Table 5 shows the results of detecting blade icing using two different semi-supervised learning strategies when the labeled rate R is chosen to be 0.2, 0.4, 0.6, and 0.8. With R = 0.2, the tri-training algorithm improves 19.6% in Rec, 12.7% in F1, and 19.2% in MCC compared to the self-training algorithm. With R = 0.4, the tri-training algorithm improves 9.9% in Rec, 8.6% in F1, and 11.3% in MCC compared to the self-training algorithm. With R = 0.6, the tri-training algorithm improves 11.7% in Rec, 9.7% in F1, and 12.6% in MCC compared to the self-training algorithm. With R = 0.8, the tri-training algorithm improves 4.4% in Rec, 2.2% in F1, and 12.6% in MCC compared to the self-training algorithm. The classification performance of the tri-training algorithm is generally improved over that of the self-training algorithm regardless of the chosen labeled rate. The only exception is that when the labeled rate R = 0.8, the Pre value of the model with the tri-training algorithm decreases slightly. It is worth noting that the improvement in the tri-training semi-supervised strategy compared to the self-training semi-supervised strategy for the ability of the model to detect blade icing gradually diminishes as the labeled rate increases.
The base classifier XGBoost is replaced with other base classifiers under the same experimental setup for comparison. The performance of the proposed method is tested against the commonly used classification algorithms such as SVM, K Nearest Neighbor (KNN), RF, and LightGBM, all of which are trained using the tri-training method. The test results are shown in
Figure 7. In this experiment, the values of the labeled rate R are taken from 0.1 to 0.9.
As shown in
Figure 7, the proposed model in this study achieves the best performance on all five different evaluation metrics when the labeled rate R is greater than 0.3. The results show that the performance of the models improves with the increase in the labeled rate R, except for the case where the base classifier is a KNN. When the labeled rate R is less than 0.3, KNN performs even better than all base classifiers. However, because the value is still low, it cannot effectively detect blade icing in real-world scenarios. SVM will be particularly vulnerable to false detection in the blade icing detection process as its Rec value is at the same level as other base classifiers and its Pre value is quite low. When the labeled rate R is greater than 0.3, RF and LightGBM have a large gap with the proposed model in Recall, F1, and MCC. It is notable that RF, LightGBM, and XGboost show similar growth trends as the labeled rate R increases. All three algorithms mentioned above are one of the decision-tree-based ensemble methods, and XGBoost shows better classification performance in blade icing detection. It can be concluded that the proposed model works well with a limited number of labels.

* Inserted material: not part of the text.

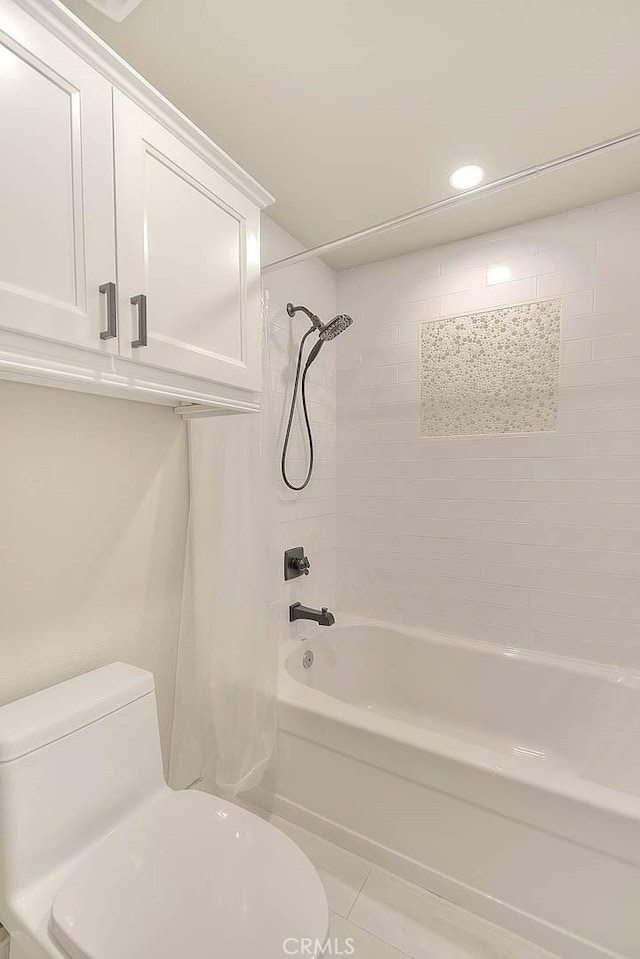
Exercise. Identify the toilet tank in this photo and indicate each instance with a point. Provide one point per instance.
(75, 760)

In summary, the proposed blade icing detection method in this paper effectively extracts the features characterizing blade icing and reduces the dependence of machine learning models on labeled data. For hard samples, the proposed method demonstrates good generalization ability. By penalizing hard samples more than easy samples, the algorithm performs better. XGBoost is compared with other base classifiers, such as SVM, KNN, RF, and LightGBM. With a good detection rate and low false alarm rate, XGBoost is well-suited as a base classifier for blade icing detection.